Franck Tuffereau a également évoqué les barrières techniques liées au matériel roulant qui pourra circuler sur le réseau ferré. Non seulement ce matériel doit être agréé, mais il doit obtenir une autorisation de mise en circulation (AMEC) qui est délivrée par SNCF Réseau. Or, les équipements nécessaires sont en rupture de stock et ne sont plus fabriqués, car ils utilisent des composants obsolètes.
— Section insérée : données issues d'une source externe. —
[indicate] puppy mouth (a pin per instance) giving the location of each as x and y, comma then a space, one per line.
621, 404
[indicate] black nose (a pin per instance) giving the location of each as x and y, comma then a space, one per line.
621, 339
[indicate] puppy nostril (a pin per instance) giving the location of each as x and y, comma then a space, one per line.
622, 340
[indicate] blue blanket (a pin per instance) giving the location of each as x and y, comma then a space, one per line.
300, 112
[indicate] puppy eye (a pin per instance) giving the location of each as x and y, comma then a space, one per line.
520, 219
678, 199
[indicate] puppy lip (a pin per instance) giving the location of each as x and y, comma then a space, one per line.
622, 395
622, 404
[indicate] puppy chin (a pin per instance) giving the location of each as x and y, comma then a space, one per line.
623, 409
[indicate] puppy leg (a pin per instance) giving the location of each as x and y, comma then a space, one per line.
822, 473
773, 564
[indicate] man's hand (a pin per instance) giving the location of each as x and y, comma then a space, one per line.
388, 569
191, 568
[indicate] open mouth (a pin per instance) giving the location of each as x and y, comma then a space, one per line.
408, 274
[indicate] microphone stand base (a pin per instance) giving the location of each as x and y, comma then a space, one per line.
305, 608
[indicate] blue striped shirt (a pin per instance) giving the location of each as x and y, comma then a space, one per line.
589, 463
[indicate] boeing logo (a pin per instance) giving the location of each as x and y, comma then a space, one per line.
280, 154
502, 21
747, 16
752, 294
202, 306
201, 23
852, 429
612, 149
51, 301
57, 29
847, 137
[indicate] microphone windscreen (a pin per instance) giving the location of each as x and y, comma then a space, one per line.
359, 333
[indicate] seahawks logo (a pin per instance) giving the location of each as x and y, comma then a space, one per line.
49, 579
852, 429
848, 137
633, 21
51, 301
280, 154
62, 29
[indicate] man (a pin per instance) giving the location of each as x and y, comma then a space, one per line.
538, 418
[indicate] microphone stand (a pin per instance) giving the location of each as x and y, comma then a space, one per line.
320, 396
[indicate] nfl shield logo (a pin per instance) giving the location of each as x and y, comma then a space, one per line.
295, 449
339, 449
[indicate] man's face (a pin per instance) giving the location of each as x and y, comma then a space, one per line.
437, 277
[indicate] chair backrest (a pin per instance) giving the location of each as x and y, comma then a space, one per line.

Par exemple, le contrôle de vitesse par balises (KVB), un équipement de sécurité ferroviaire utilisé par la SNCF pour surveiller et maîtriser la vitesse des trains en temps réel.
 
Enfin, au niveau social, l'Afra "réaffirme l'importance d'établir des règles équitables entre les opérateurs permettant de sauvegarder à la fois l'intérêt des voyageurs, des Régions et des personnels". En clair, le changement d'opérateur ferroviaire impliquerait une reprise du personnel de la SNCF comme cela se fait dans toute DSP dans l'urbain. Cela nécessite, notamment, un cadre social commun à la profession...
 
Un découpage du réseau par lots
 
Franck Tuffereau, a expliqué que des Régions se sont d'ores et déjà manifestées auprès de ses adhérents. S'il semble peu probable que les exécutifs régionaux mettent en concurrence l'ensemble de leur réseau TER, elles travaillent, dans un premier temps, sur des alotissements. L'Afra prévient que cela suppose une coopération de la SNCF pour permettre un libre accès à ses données (comptes, état des réseaux, fréquentations) afin de déterminer des lots pertinents.
 
Parallèlement, l'Afra travaille, avec l'Arafer et le ministère de l'Environnement, sur l'ouverture à la concurrence dans le transport de voyageurs au niveau national prévue en décembre 2020. En attendant, l'Afra, qui a pris contact avec les équipes présidentielles, sera présente au débat organisé par TDIE avec les candidats le 22 mars et espère obtenir des réponses à ses demandes.